Síndrome de Burnout: o esgotamento físico e mental ligado à vida profissional

Enviada em 01/11/2021

Fisicamente destruído e mentalmente exausto: como isso pode acabar bem?

Na atual sociedade, o cansaço físico e mental estão associados á doenças psicológicas, estas estão cada vez mais evidentes em debates sociais por conta de sua importância na convivência humana. No entanto, no ambiente de trabalho esses debates são pouco presentes, isso ocorre por conta da grande pressão psicológica que há no dia a dia dos funcionários; eles se sentem ameaçados com a grande demanda de concorrentes no mercado de trabalho, e por conta disso, se submetem á condições desumanas, com longas cargas horárias e assédio verbal excessivo com medo da demissão. Por conseguinte, com tamanha pressão e frustração no meio profissional, o indivíduo se torna esgotado e exausto, cujos sintomas são sentidos por quem possui a Síndrome de Burnout.

A grande demanda por vaga no mercado têm sido avaçaladora. Cerca de 6,75 milhões de pessoas estão buscando uma oportunidade de emprego, segundo pesquisa levantada pelo Jornal G1. Esse número é o maior desde 2012, e de acordo com o Instituto Brasileiro de Geografia e Estatística (IBGE), o número tende a aumentar cerca de 14% até o final de 2021. Portanto, aqueles que já ocupam um cargo em uma empresa, lutam contra da demissão, e para isso, vivem as condições impostas pelos seus superiores, que aproveitam da fragilidade de seus funcionários e aplicam uma pressão de produtividade maior que eles conseguem aguentar, tornando-os pessoas desestruturadas e esgotadas.

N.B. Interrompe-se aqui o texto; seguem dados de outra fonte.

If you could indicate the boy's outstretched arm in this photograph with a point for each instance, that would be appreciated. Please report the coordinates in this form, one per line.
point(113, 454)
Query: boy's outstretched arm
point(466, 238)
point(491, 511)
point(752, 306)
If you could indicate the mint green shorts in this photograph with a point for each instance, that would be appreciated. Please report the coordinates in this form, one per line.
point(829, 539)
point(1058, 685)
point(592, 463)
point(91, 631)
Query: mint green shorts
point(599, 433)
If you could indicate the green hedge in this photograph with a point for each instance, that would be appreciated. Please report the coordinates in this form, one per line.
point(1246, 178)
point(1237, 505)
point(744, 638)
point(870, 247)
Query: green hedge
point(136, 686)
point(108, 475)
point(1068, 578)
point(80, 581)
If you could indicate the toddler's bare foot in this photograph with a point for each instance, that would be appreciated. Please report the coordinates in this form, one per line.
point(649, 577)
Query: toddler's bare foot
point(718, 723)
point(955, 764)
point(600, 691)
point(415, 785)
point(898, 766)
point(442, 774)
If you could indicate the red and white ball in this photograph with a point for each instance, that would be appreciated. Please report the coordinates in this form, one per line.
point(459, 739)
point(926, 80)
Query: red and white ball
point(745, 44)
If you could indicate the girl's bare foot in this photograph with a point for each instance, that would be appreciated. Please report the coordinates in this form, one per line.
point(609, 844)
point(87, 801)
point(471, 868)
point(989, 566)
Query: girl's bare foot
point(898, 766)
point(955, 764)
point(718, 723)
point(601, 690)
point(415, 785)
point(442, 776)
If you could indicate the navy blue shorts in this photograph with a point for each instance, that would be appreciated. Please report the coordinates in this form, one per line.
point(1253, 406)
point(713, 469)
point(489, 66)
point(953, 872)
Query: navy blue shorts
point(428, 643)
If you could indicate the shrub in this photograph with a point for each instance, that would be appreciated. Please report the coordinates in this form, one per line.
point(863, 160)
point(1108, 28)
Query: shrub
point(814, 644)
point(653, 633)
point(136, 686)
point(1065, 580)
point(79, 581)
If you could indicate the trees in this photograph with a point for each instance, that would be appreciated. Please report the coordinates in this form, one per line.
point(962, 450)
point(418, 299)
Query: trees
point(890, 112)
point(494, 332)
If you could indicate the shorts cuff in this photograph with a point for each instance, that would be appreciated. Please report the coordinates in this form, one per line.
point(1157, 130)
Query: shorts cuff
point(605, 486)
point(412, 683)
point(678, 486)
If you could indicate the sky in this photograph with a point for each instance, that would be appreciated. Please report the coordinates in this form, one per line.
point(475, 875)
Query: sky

Contudo, com uma vida desestruturada, aqueles que ocupam cargos inferiores recebem salários insuficientes para cuidar de sua saúde física e mental. Atualmente, 30,1% dos brasileiros, segundo o IBGE, sobrevivem com apenas o salário mínimo. Entretanto, sabe-se que com o aumento da inflação dos alimentos, do gás e das contas básicas, dificilmente sobra capital para que a pessoa invista e cuide de sua saúde. Sendo assim, o funcionário se torna refém de suas preocupações e pressão.

Portanto, com o objetivo de auxiliar os funcionários no ambiente de trabalho, o Sistema Único de Saúde (SUS) deve oferecer uma campanha que conta com a voluntarização de psicólogos e psiquiatras. Dessa forma, os voluntários praticam seus conhecimentos auxiliando psicologicamente os funcionários. Para os voluntários, essas horas trabalhadas serão revertidas em atividades extracurriculares que os ajudarão na ingressão em grandes hospitais futuramente, Além disso, o Ministério do Trabalho trimestalmente deve encaminhar Fiscais Trabalhistas ás empresas com acompanhamento de psicólogos para identificar coordenadores e supervisores que atuarem com assédio na empresa, podendo assim, evitar tal repressão e melhorar o ambiente de trabalho para todos.